On Sunday, November 9, 2014 9:42:50 AM UTC-3, And Rosta wrote:
1. What does ro mean, and does it have EI? (A question settled a dozen years ago.)
2. Should there be a non-EI universal quantifier?
3. Should there be an EI universal quantifier? This is the question John seems to be addressing.
4. In any bpfk revision of the CLL specification, which meaning should be paired with the phonological form /ro/?
I believe that #1 and #4 are the question I'm trying to ask -- which hopefully have the same answer -- and I'm sorry if I invited the detour into other questions.
CLL 16.8 says:
sumti of the type “ro da poi klama” requires that there are things which “klama”
It's not entirely explicit in the section what the consequences when the requirements of the sumti are not met. I have assumed that according to this requirement, {ro da poi klama cu pavyseljirna} is then considered to be false in the case of {no da klama}. (If it has another truth value which is neither true nor false, then I'm barking up the wrong tree!)
However, if such sentences are considered to be false, then the definition of {ro} is incompatible with the description of how negation boundaries work. Supposing, for old time's sake, a universe without unicorns:
{su'o pavyseljirna na ku cu blabi} => There is at least one unicorn, such that it is not white. => FALSE.
Now we move the boundary, and "invert" the quantifier, while preserving the truth value of the statement:
{na ku ro pavyseljirna cu blabi} => It is not true that all unicorns are white. => FALSE.
But then we negate that and get:
{ro pavyseljirna cu blabi} => All unicorns are white. => TRUE.
The {ro} derived from these transformation is not one that "impl[ies] the corresponding existential claims". Either that definition of {ro} is invalid, or the derivation of {ro} from {su'o} by moving negation boundaries is. It's not just faulty examples at stake. The rules don't work together.

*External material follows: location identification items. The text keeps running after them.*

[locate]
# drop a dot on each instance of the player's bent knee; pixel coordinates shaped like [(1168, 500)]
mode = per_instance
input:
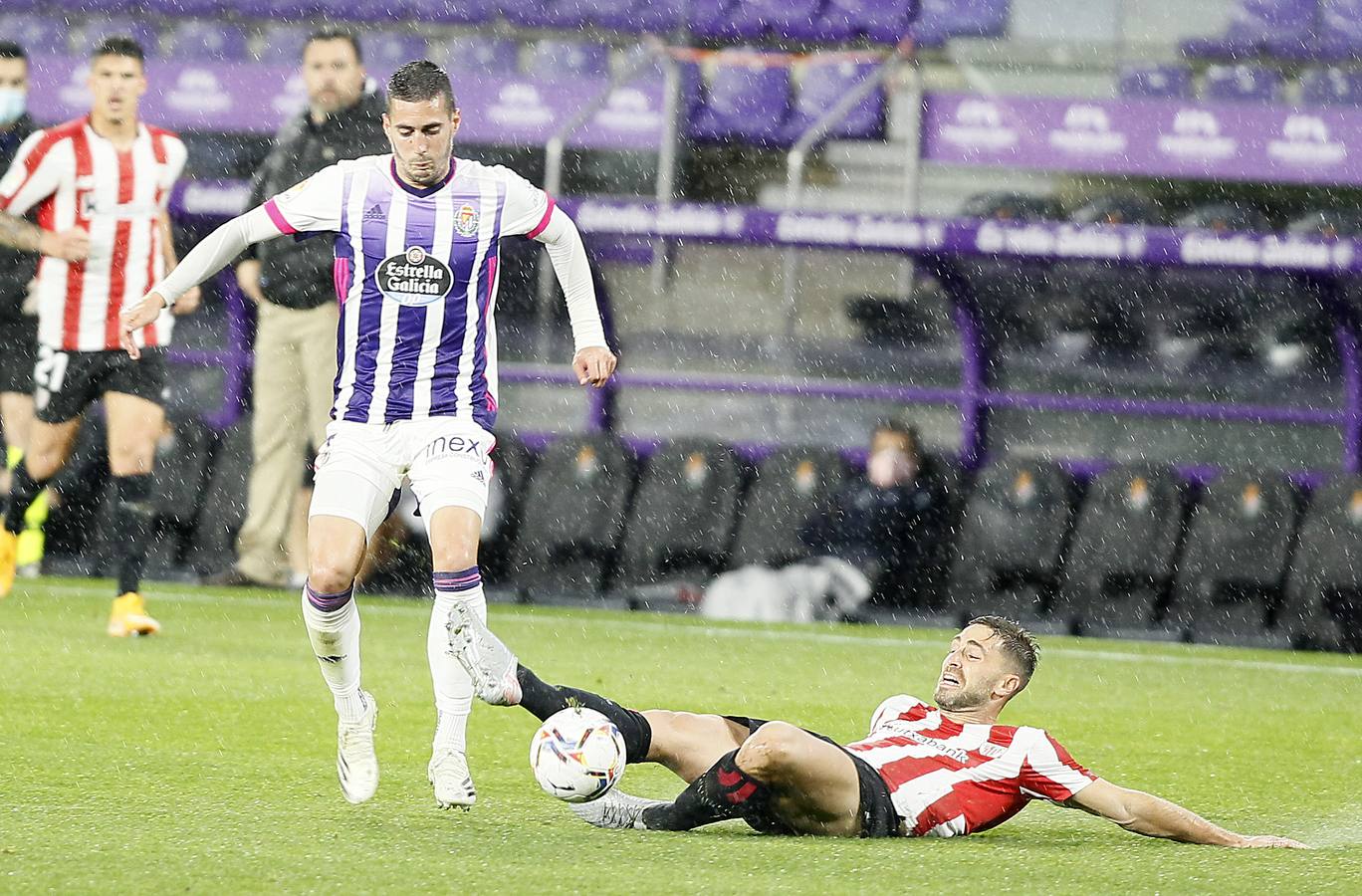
[(770, 751), (330, 574)]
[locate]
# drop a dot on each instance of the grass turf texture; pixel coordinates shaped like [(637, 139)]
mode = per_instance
[(203, 759)]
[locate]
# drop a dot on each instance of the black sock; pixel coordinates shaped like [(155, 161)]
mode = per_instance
[(23, 491), (544, 700), (722, 792), (135, 519)]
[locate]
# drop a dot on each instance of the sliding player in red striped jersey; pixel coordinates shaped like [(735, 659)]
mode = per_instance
[(946, 770), (107, 174)]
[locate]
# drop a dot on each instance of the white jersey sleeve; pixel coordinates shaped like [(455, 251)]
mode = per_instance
[(312, 206), (36, 172), (176, 158), (528, 208)]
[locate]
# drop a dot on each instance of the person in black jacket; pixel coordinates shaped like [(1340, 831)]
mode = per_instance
[(18, 327), (292, 285)]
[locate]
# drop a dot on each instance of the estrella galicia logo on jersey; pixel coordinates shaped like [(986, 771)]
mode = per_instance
[(414, 278), (466, 221)]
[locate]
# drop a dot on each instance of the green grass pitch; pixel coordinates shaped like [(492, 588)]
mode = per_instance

When I started this thread, I was under the impression that
the BPFK section on "Inexact Numbers" took no clear position on this problem. I now see that there is indeed a commitment to preserving the negation boundaries formula, although it is buried in the formal definitions and obscured by bad formatting. The part I'm looking at is this:
ro da = da'ano da = no da naku = naku su'o da naku
If this definition holds, then {ro pavyseljirna cu blabi} has the same truth value as {na ku su'o pavyseljirna na ku cu blabi}. If {ro} were held to import, then both sentences would be false. Wouldn't that commit us to hold the negation of the second sentence to be true?
{su'o pavyseljirna na ku cu blabi} => "There is at least one unicorn, such that it is not white."
If I have made a mistake in my reasoning, please point it out. Otherwise, I will assume that BPFK has settled questions #1 and #4 per the equivalence for {ro da} == {naku su'o da naku} on the "Inexact Numbers" page.